While it’s unusual for DDoS groups to set their sights on political targets, their decision to do so comes at a time when digital sleuths are increasingly using their expertise to meddle in states’ internal affairs.
2. Brian Krebs
In September, the blog of information security investigative reporter Brian Krebs experienced a DDoS attack. It was unusually powerful, with reports placing the peak attack traffic at around 620 Gbps – more than double the size of any attack Akamai and others had ever seen.
The campaign was unusual in that it didn’t rely on amplification or reflection methods, techniques which are designed to strengthen the intensity of a DDoS attack beyond its registered number of requests. Among other tactics, the attack leveraged GRE traffic, which can’t be spoofed or faked.
Krebs later determined a Mirai botnet was responsible for the attack against his website. Mirai had enslaved hundreds of thousands of IoT devices by scanning devices connected to the web for vulnerabilities. It then infected the devices with malware, thereby enlisting them into its ranks.
October 21 will be remembered for years to come.

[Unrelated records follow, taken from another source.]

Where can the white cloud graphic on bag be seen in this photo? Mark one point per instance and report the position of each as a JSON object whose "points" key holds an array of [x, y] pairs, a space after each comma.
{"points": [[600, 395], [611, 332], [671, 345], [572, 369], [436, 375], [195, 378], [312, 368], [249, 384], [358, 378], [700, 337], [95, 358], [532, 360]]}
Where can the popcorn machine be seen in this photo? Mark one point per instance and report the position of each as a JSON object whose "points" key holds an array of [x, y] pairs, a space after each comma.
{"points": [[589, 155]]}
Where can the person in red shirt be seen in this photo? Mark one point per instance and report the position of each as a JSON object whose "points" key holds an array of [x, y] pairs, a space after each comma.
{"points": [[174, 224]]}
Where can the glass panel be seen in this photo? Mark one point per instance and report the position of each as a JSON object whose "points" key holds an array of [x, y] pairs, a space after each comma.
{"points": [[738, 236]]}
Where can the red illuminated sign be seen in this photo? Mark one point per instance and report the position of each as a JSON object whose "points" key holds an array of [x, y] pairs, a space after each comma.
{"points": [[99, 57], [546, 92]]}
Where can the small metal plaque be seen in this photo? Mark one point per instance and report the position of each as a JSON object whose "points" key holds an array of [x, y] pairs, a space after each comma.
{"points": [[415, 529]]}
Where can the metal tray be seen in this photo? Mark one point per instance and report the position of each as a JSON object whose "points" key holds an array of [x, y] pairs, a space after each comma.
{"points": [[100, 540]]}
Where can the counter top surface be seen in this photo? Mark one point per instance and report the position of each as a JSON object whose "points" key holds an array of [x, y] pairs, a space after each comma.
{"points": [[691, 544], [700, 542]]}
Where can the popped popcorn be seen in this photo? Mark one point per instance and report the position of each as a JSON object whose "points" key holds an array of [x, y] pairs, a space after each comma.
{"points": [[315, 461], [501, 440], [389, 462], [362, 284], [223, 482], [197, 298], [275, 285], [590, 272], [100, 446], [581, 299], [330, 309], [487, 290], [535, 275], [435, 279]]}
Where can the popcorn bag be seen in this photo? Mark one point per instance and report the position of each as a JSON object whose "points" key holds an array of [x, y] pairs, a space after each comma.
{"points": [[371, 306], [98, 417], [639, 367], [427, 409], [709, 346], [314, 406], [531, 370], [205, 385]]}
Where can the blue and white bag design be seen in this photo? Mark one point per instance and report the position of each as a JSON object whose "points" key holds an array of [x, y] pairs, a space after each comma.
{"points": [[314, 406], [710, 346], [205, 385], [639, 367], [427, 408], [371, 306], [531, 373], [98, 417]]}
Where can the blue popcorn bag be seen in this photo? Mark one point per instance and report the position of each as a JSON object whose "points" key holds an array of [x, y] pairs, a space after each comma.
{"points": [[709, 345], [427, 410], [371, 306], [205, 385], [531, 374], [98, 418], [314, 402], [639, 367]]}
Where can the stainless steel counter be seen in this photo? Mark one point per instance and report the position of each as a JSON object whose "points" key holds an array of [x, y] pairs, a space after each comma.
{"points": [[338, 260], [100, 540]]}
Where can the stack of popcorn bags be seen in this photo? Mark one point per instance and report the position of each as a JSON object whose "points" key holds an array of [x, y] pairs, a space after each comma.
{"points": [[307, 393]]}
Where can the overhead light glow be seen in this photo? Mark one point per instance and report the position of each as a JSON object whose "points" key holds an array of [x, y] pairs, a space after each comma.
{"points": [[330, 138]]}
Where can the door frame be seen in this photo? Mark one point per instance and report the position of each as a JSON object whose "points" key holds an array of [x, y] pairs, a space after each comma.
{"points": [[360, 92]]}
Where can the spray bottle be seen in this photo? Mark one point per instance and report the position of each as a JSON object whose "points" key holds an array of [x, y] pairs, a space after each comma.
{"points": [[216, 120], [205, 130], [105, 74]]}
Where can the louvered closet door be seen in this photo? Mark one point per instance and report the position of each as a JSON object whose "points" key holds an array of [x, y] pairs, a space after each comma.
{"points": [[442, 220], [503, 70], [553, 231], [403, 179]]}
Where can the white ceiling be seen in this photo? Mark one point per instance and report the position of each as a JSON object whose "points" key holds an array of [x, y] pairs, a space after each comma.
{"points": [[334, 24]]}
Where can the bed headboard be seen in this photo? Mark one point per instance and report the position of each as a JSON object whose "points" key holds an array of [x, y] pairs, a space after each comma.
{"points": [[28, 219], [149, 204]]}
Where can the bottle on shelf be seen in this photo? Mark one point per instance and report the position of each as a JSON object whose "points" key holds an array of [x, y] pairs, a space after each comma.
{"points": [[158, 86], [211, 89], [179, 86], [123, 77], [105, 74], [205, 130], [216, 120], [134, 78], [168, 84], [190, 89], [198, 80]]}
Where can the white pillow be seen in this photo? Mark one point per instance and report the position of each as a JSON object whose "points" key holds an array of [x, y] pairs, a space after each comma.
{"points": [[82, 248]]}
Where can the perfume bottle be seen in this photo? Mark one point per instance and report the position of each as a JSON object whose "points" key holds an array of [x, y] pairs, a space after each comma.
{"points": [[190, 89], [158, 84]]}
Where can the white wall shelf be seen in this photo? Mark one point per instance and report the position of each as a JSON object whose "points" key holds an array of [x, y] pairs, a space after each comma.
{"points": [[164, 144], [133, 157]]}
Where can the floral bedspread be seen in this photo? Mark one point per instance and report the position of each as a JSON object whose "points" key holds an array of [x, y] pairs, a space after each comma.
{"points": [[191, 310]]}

That’s the day when an actor leveraged a Mirai botnet consisting of 100,000 infected devices to launch a DDoS attack against Dyn.
The campaign targeted the internet performance management company’s managed DNS infrastructure, or the architecture that helps translate easily readable domain names like “tripwire.com” into numeric addresses at which websites and other Internet services are based. As a result, Dyn’s resources could not connect customers’ domain names to their web addresses.
For a couple hours, high-profile websites like Etsy, Github, Spotify and Twitter suffered service interruptions or went offline altogether. Dyn worked quickly to restore service. Notwithstanding the company’s immediate response time, the attack against Dyn demonstrated how attackers can leverage insecure IoT devices to wreak havoc against the Internet writ large.
In looking at each of these attacks, one common factor unites them: IoT botnets. Malware like Mirai that leverages insecure IoT devices to conduct DDoS attacks is clearly on the rise. With that said, organizations can and should take certain measures to prevent a DDoS attack but that’s only part of the problem.
Product manufacturers and the security community also need to work together to create the expectation (or regulation) of security by design in IoT devices. If we are to mitigate similarly massive DDoS attacks in 2017 and the years to come, we need to have this conversation sooner rather than later.